Diposting oleh Tips Sehat

Cara Membuat Obat Pelancar Haid - Didalam kehidupan seorang wanita tidak akan lepas dari proses siklus haid normal yang mana akan terjadi secara periodik atau berkala setiap bulannya. Ketika siklus haid terganggu misalnya haid jadi lebih lama dan sebagainya maka hal ini akan secara tidak langsung akan mengganggu kehidupan anda. Ketika ini terjadi, tidak jarang seorang wanita akan mengalami stress, emosi, depresi, dan gangguan psikologis lainnnya. Hormon menstruasi punya peranan penting dalam mengontrol proses menstruasi, diantaranya berkaitan juga dengan waktu terjadinya menopause, anovulasi, nyeri saat menstruasi, kegemukan dan berat badan lainnya.

Cara Membuat Obat Pelancar Haid
Untuk anda yang saat ini sedang mampet haidnya, anda bisa meracik dari bahan alami sebagai Obat Pelancar Haid alami dan begitu menyehatkan di bandingkan dengan bahan kima yang kurang bagus untuk kesehatan anda, dan mari simak baik-baik dan segera meramunya.

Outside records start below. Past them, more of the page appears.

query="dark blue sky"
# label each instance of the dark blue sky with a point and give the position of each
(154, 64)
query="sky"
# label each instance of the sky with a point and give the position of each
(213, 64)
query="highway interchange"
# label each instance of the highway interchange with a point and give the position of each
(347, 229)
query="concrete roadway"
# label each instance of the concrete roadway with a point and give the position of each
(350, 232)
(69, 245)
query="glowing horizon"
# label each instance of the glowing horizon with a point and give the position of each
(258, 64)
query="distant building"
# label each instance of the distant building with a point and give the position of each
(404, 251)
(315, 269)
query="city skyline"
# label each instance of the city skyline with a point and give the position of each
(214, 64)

  1. Makan Buah - Ketika haid anda tidak lancar dan sering telat, hal yang terbaik anda lakukan adalah anda harus rajin makan buah, yaitu buah nanas dan juga buah pepaya. Kandungan dua buah tersebut mempunyai kandungan vitamin dan juga mineral yang tinggi sehingga membantu proses dari melancarkan haid.

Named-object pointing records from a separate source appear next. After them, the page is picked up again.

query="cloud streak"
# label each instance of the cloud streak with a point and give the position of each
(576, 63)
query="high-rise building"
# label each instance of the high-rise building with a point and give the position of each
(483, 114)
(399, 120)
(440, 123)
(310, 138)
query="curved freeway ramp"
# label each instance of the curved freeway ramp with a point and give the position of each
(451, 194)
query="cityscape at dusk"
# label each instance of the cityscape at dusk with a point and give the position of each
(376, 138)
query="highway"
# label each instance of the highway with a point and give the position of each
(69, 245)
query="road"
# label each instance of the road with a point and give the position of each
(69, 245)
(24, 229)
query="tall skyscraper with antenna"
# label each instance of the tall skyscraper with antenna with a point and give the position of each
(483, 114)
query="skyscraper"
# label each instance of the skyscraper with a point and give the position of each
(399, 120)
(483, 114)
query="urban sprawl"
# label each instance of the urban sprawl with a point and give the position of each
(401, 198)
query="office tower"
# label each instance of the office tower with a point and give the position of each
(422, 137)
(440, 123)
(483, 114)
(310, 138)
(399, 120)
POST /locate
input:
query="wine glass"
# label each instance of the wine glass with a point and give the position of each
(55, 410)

  2. Asam Jawa - Asam jawa juga bisa digunakan untuk obat pelancar haid, karena asam jawa ini bisa mengatasi rasa nyeri saat haid dan juga melancarkan haid. Indonesia kaya dengan tanaman asam jawa, sehingga kita bisa menemukannya dimana saja dan ini cocok untuk mengobati haid tidak lancar.
  3. Jeruk Nipis - Kandungan dari jeruk banyak sekali akan vitamin C, zinc, kemudian fosfor, mineral dan juga lemak protein. Ini bagus juga untuk kesehatan dalam hal ini beguna untuk proses melancarkan haid.
Baca Juga: Cara Alami Mengatasi Telat Datang Bulan
Dari ketiga bahan di atas semua pada dasarnya sangat aman ketika di gunakan untuk mengatasi keterlambatan haid anda, jadi anda tidak perlu ragu untuk membuatnya, akan tetapi, sebelum anda menggunakannya alangkah baiknya anda konsultasikan dulu pada dokter anda, agar andapun dapat di arahkan dari dokter tersebut bagaimana langkah baiknya. Semoga bermanfaat.